Johnson himself outlined that his influence off the field was just as important as his role on it, while Davenport failed to feature in any of the games in the second half of the season.

That was despite Rovers having also allowed Clarkson to return to Liverpool in January, cutting short his season-long loan.

So while Garrett and Wharton are untried at senior level, they were given an extended chance to impress in pre-season.

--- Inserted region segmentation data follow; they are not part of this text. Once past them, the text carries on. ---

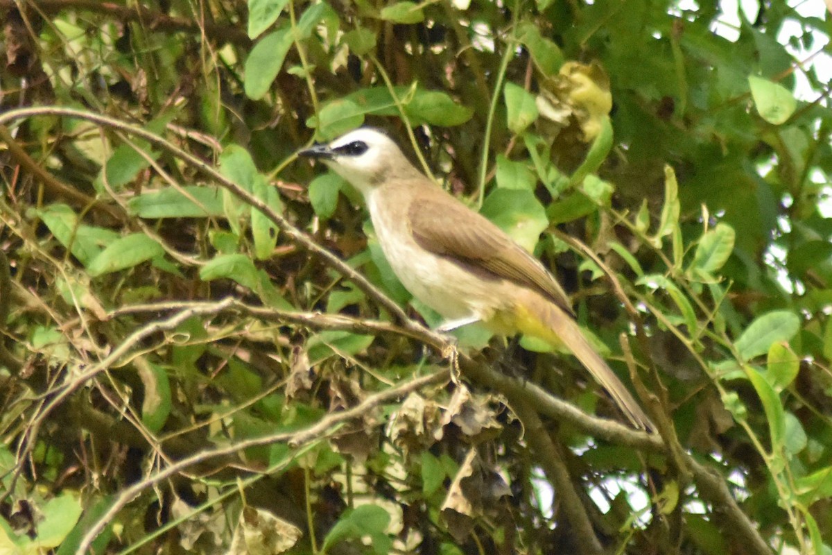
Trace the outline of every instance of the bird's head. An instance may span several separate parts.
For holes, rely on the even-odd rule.
[[[321,161],[364,195],[394,177],[418,174],[393,139],[374,127],[360,127],[298,154]]]

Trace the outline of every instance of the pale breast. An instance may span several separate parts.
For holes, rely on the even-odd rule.
[[[447,320],[469,316],[490,320],[499,298],[493,290],[501,280],[483,280],[419,246],[407,220],[409,198],[389,202],[390,195],[376,192],[367,196],[368,208],[384,256],[402,285]]]

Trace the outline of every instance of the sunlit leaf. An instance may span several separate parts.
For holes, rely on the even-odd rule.
[[[90,275],[102,275],[132,268],[163,254],[161,245],[144,233],[134,233],[111,242],[90,261],[87,270]]]
[[[735,347],[741,360],[749,360],[767,353],[775,341],[788,341],[800,329],[800,319],[794,312],[769,312],[751,322]]]
[[[534,95],[519,85],[507,82],[503,89],[506,101],[507,125],[512,132],[519,135],[537,119],[537,106]]]
[[[748,84],[760,116],[769,123],[785,123],[795,113],[797,101],[791,92],[780,83],[751,75],[748,77]]]

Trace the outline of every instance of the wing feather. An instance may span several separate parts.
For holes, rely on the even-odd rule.
[[[560,284],[543,265],[499,227],[441,190],[408,211],[416,242],[434,254],[511,280],[574,314]]]

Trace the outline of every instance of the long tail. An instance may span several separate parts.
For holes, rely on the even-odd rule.
[[[596,352],[572,316],[554,303],[540,295],[534,296],[537,298],[533,302],[522,303],[518,309],[520,314],[517,315],[517,325],[520,330],[555,344],[565,344],[607,389],[633,426],[647,431],[655,430],[656,426],[630,390]],[[523,312],[526,314],[522,314]]]

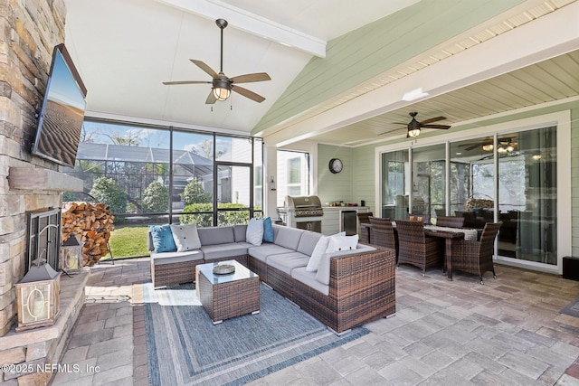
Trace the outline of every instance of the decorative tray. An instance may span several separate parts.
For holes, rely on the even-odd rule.
[[[214,273],[215,275],[230,275],[235,272],[235,266],[231,264],[223,264],[214,268]]]

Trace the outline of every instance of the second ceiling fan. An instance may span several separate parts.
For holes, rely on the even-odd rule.
[[[180,85],[180,84],[211,84],[212,89],[205,100],[205,104],[213,105],[217,100],[225,100],[229,98],[231,91],[235,91],[243,97],[249,98],[256,102],[262,102],[265,98],[253,91],[250,91],[247,89],[243,89],[237,85],[237,83],[250,83],[254,81],[271,80],[270,75],[266,72],[255,72],[252,74],[238,75],[233,78],[227,77],[223,73],[223,29],[227,27],[227,21],[223,19],[217,19],[215,21],[217,26],[221,29],[221,62],[219,68],[219,73],[215,72],[211,67],[209,67],[203,61],[190,59],[194,64],[199,67],[201,70],[208,73],[212,78],[212,81],[209,80],[178,80],[178,81],[164,81],[163,84],[167,86]]]
[[[394,122],[394,125],[406,126],[406,128],[408,129],[408,132],[406,133],[407,138],[413,138],[418,137],[420,135],[421,128],[441,128],[444,130],[451,128],[450,125],[431,125],[432,122],[438,122],[439,120],[446,119],[446,117],[434,117],[428,119],[424,119],[422,122],[419,122],[416,120],[416,116],[418,115],[417,112],[414,111],[408,114],[413,118],[410,123],[406,124],[402,122]],[[389,132],[387,131],[382,134],[387,134],[387,133]]]

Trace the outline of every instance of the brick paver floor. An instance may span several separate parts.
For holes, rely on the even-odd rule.
[[[394,316],[370,334],[253,385],[579,385],[579,318],[558,311],[579,282],[497,265],[485,285],[455,272],[396,270]],[[141,283],[147,258],[91,268],[87,301],[54,385],[147,385]]]

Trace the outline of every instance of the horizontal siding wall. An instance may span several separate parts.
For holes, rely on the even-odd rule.
[[[344,163],[342,173],[332,174],[327,167],[329,160],[339,158]],[[354,175],[353,155],[350,147],[318,146],[318,195],[326,202],[352,202],[352,176]]]
[[[353,151],[353,199],[360,203],[365,201],[365,205],[375,216],[380,216],[380,208],[376,208],[375,184],[379,182],[375,179],[375,149],[358,147]]]

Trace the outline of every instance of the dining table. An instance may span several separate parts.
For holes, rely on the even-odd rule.
[[[479,231],[475,229],[424,225],[424,235],[444,239],[444,268],[446,278],[449,280],[452,280],[452,242],[456,240],[476,240],[479,237]]]
[[[392,221],[392,225],[394,232],[396,232],[396,221]],[[360,229],[362,228],[366,231],[364,234],[367,235],[368,240],[360,240],[360,241],[372,244],[372,224],[360,223]],[[441,227],[424,224],[425,236],[444,239],[444,270],[449,280],[452,280],[452,242],[457,240],[477,240],[479,234],[480,230],[478,229]]]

Tomasson revealed after the QPR win that he had been close to handing Wharton his debut off the bench on Saturday.

Rovers’ recruitment appears focused on filling the holes left by the five key players who departed last season.

Brittain will take over from Ryan Nyambe on the right side of the Rovers defence, and while it’s John Buckley expected to fill the deeper role that Joe Rothwell operated in, Morton will be the extra midfield option.

Tomasson believes he can provide flexibility in a number of midfield roles, and given Rovers’ expected high-intensity football and the number of bookings likely collected by both Travis and Buckley, opportunities are set to come his way.

With the deal for Szmodics also completed, his flexibility across the attacking positions is likely to replicate that of former loanee Reda Khadra.

Of him, Broughon said: "We identified that we needed to add both athleticism and another goal threat to the squad, and Sammie gives us both of these qualities."

That would then leave the central defensive gaps of Darragh Lenihan and Jan Paul van Hecke needing to be filled, something that has been on the agenda all summer, but more pressing now after the injury of Hayden Carter.

Sam Barnes provided the defensive on the bench on Saturday, his first involvement in a matchday squad, while Ash Phillips was 19th man.

While Daniel Ayala’s qualities are unquestioned, his fitness record has let him down, and will be factored into Rovers’ recruitment planning.

The big question then centres around the future of Ben Brereton.

Tomasson has no concerns over utilising the 23-year-old, despite the ongoing speculation, while he remains a Rovers player.

Rovers’ hand isn’t a strong one when it comes to Brereton given his contractual situation, and their resolve to hold out for anything close to £20m will be tested.

Brereton was unique in that he scored the goals of a No.9 while playing from out wide.

Rovers’ planning around Brereton is unclear at this stage, as to whether they go for an out-and-out No.9, or wide option.

Having tried, but failed, to move for an Adam Armstrong replacement last summer, Rovers had a ready-made one in Brereton who stepped in to fill that goalscoring hole.

To not move for a Brereton replacement, should he leave, would be a huge risk.

Broughton outlined at the start of the window that Rovers’ business wasn’t dependant on the future of Brereton and they could plough on regardless.

That has rang true, with Szmodics following Brittain through the arrivals door, with no indication that it is ‘the Brereton money’ being spent.

While central defence is a big hole left to fill, how things play out with Brereton means the biggest aspect of Rovers’ transfer window could still be yet to come.